GLASGOW – Whole genome sequencing (WGS) appears capable of replacing cytogenetic testing and next generation sequencing (NGS) for the detection of clinically relevant molecular abnormalities in hematological malignancies, according to investigators.
A comparison of WGS with fluorescence in situ hybridization (FISH) showed that WGS caught all the same significant structural variants, plus some abnormalities that FISH had not detected, reported lead author Shirley Henderson, PhD, lead for cancer molecular diagnostics at Genomics England in Oxford.
Although further validation is needed, these findings, reported at the annual meeting of the British Society for Haematology, support an ongoing effort to validate the clinical reliability of WGS, which is currently reserved for research purposes.
“It’s vitally important that the clinical community engage with this and understand both the power and the limitations of this technique and how this work is going to be interpreted for the benefit of patients,” said, session chair from University College London’s Cancer Institute.
The investigators compared WGS with FISH for detection of clinically significant structural variants (SVs) and copy number variants (CNVs) in tumor samples from 34 patients with acute myeloid leukemia (AML) and acute lymphoblastic leukemia (ALL).

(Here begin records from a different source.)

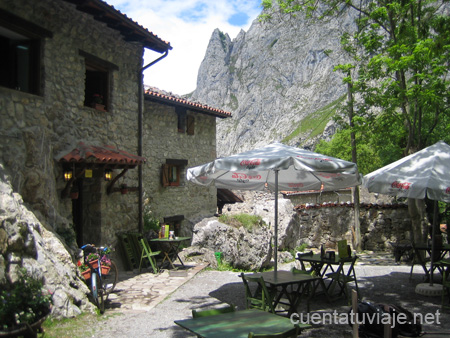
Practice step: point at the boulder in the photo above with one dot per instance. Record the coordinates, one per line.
(241, 248)
(25, 242)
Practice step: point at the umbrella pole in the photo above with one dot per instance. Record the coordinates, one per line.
(276, 221)
(433, 240)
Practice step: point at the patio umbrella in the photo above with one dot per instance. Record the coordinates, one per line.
(419, 175)
(277, 166)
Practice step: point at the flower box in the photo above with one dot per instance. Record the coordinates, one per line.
(86, 274)
(105, 269)
(94, 263)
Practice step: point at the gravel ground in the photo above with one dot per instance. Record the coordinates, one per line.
(380, 281)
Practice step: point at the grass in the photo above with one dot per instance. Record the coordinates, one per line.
(79, 327)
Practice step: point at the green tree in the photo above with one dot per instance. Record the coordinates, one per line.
(401, 51)
(401, 54)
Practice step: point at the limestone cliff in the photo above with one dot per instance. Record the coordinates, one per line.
(277, 79)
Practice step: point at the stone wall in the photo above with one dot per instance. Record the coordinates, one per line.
(327, 223)
(37, 129)
(163, 141)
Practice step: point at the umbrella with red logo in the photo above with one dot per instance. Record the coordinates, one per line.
(277, 167)
(419, 175)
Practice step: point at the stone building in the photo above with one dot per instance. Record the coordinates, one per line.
(70, 110)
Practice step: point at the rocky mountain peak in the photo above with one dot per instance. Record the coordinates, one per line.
(277, 79)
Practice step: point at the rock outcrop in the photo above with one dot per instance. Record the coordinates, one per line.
(241, 248)
(25, 242)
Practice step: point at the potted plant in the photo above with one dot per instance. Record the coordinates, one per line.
(85, 271)
(105, 264)
(74, 193)
(92, 258)
(23, 304)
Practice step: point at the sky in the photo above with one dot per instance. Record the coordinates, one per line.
(188, 26)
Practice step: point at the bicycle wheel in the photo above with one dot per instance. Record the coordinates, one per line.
(97, 292)
(109, 281)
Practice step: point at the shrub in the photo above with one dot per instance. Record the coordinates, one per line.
(24, 302)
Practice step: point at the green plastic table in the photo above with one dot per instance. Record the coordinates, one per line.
(238, 324)
(321, 264)
(171, 249)
(301, 284)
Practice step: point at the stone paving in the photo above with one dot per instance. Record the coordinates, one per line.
(141, 292)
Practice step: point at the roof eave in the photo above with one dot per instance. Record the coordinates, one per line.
(130, 30)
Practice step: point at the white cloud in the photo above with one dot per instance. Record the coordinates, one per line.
(187, 25)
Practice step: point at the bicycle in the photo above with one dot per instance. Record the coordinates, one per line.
(102, 280)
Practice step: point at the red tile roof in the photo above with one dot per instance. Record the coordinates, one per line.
(115, 19)
(159, 95)
(84, 153)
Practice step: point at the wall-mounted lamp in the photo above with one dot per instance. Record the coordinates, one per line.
(68, 174)
(108, 174)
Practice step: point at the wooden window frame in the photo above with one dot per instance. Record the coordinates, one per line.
(190, 125)
(182, 117)
(168, 170)
(98, 80)
(21, 44)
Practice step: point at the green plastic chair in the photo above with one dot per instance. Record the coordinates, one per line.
(149, 254)
(259, 297)
(342, 279)
(212, 312)
(294, 332)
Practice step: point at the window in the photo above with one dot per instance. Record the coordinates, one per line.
(171, 172)
(20, 53)
(190, 125)
(175, 223)
(185, 122)
(181, 113)
(97, 82)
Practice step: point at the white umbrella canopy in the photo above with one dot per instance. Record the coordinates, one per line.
(280, 167)
(419, 175)
(299, 170)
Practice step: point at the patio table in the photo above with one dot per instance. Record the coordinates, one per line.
(171, 249)
(321, 264)
(238, 324)
(301, 284)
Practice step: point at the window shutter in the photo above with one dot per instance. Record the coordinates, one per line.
(164, 175)
(190, 125)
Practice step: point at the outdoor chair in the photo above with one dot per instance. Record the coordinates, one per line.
(212, 312)
(294, 332)
(303, 267)
(257, 297)
(149, 254)
(341, 279)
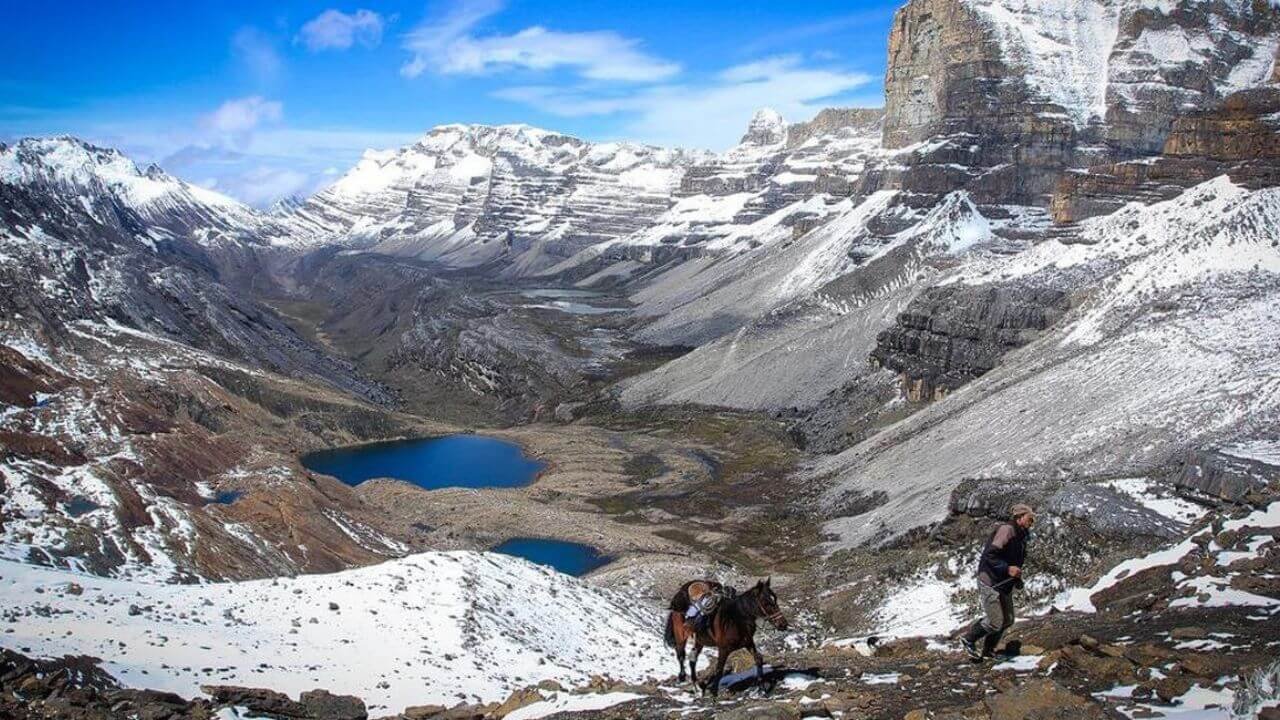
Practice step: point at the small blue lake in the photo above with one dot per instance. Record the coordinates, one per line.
(462, 461)
(568, 557)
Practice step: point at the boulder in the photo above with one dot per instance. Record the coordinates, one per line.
(323, 705)
(1041, 700)
(517, 700)
(256, 700)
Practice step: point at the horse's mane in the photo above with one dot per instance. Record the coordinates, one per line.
(740, 607)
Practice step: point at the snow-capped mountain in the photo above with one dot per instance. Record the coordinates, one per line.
(1052, 255)
(1002, 95)
(465, 195)
(432, 628)
(113, 190)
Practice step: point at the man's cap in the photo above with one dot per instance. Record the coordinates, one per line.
(1019, 510)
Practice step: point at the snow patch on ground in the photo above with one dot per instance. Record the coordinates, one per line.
(423, 629)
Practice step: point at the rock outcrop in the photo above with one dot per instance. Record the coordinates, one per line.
(1239, 139)
(954, 333)
(1001, 96)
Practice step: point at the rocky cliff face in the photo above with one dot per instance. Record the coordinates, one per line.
(1239, 139)
(1008, 94)
(955, 333)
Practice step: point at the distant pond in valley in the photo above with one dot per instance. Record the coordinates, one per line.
(572, 301)
(568, 557)
(462, 461)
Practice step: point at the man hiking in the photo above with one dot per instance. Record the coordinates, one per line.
(1000, 570)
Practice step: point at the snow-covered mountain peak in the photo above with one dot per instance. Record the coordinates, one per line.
(1087, 54)
(767, 127)
(83, 168)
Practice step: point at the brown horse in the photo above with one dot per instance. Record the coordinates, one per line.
(731, 628)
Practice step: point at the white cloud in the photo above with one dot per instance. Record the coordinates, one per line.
(711, 114)
(449, 45)
(237, 117)
(256, 53)
(270, 162)
(334, 30)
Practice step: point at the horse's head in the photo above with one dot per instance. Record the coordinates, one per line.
(768, 604)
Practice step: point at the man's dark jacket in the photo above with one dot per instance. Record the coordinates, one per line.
(1005, 546)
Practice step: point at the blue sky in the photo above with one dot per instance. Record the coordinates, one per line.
(263, 100)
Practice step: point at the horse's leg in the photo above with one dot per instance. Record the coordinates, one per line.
(759, 662)
(721, 659)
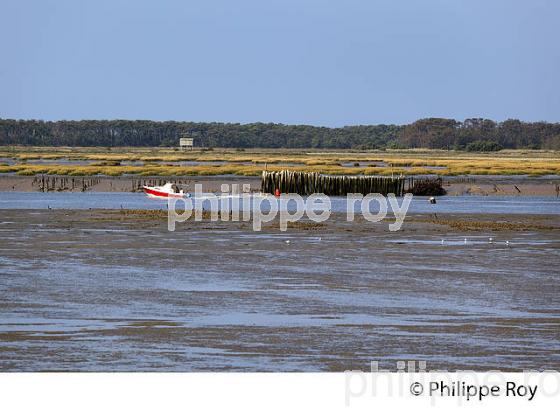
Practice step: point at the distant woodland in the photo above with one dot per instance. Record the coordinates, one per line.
(475, 134)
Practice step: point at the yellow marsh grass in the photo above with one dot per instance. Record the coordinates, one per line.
(407, 162)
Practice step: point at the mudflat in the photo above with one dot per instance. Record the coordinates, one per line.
(94, 290)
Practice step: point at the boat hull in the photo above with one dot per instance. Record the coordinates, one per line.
(156, 193)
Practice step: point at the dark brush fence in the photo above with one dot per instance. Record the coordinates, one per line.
(425, 186)
(306, 183)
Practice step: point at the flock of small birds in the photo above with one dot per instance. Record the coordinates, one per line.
(490, 240)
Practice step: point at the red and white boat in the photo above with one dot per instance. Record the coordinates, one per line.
(169, 190)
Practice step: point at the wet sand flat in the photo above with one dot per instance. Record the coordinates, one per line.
(115, 291)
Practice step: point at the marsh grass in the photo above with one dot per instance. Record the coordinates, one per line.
(253, 162)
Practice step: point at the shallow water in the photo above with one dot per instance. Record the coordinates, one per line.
(125, 200)
(95, 296)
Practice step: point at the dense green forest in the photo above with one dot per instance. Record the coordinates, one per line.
(474, 134)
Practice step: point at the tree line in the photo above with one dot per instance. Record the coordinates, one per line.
(474, 134)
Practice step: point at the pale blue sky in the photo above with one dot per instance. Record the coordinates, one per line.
(292, 61)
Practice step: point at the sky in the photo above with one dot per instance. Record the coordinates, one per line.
(328, 63)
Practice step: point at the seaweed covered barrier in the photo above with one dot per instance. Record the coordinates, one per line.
(307, 183)
(426, 187)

The 252 standard of care FISH tests – conducted at three separate clinical diagnostic centers in the United Kingdom – included 138 SVs and 114 CNVs. WGS relied on a combination of bioinformatics and visual inspection of Circos plots. WGS confirmed all of the SVs detected by FISH with high confidence; WGS detected four additional SVs, also with high confidence, including an ETV6-RUNX1 fusion not detected by FISH because of probe limitations.
Results for CNVs were similar, with WGS detecting 78 out of 85 positive CNVs. Six of the missed positives were associated with low quality samples or low level mutations in the FISH test, suggesting that at least some positives may have been detected with better samples. Only one negative CNV from FISH was missed by WGS.
Overall, WGS had a false positive rate of less than 5% and a positive percentage agreement with FISH that exceeded 90%.
“Further work is required to fully validate all aspects of the WGS analysis pipeline,” Dr. Henderson said. “But these results indicate that WGS has the potential to reliably detect SVs and CNVs in these conditions while offering the advantage of detecting all SVs and CNVs present without the need for additional interrogation of the sample by multiple tests or probes.”
Dr. Henderson noted that there is really no “perfect method” for identifying structural and copy number variants at the present time.
Small variants are relatively easy to detect with techniques such as karyotyping and gene banding, but these tests have shortcomings, namely, that they require live cells and have “fairly high failure rates for various reasons,” Dr. Henderson said.
“FISH is an incredibly useful test and it has higher resolution than gene banding, but the problem with FISH is that you only find what you’re looking at,” Dr. Henderson said. “It’s not genome wide; it’s very targeted.”
Similarly, polymerase chain reaction (PCR), including next generation sequencing (NGS), can detect molecular abnormalities, but only those that are targeted, which may necessitate multiple tests, she said.
“If you start looking for all of the structural variants [with existing techniques], then you’re going to be doing an awful lot of tests,” Dr. Henderson said.
Another potential benefit of WGS is that it is “future resistant,” Dr. Henderson said. “As new biomarkers are discovered, you don’t have to redesign a new targeted test. It will also detect emerging biomarkers, such as mutational signatures and burden.”
The study was sponsored by NHS England. The investigators reported having no conflicts of interest.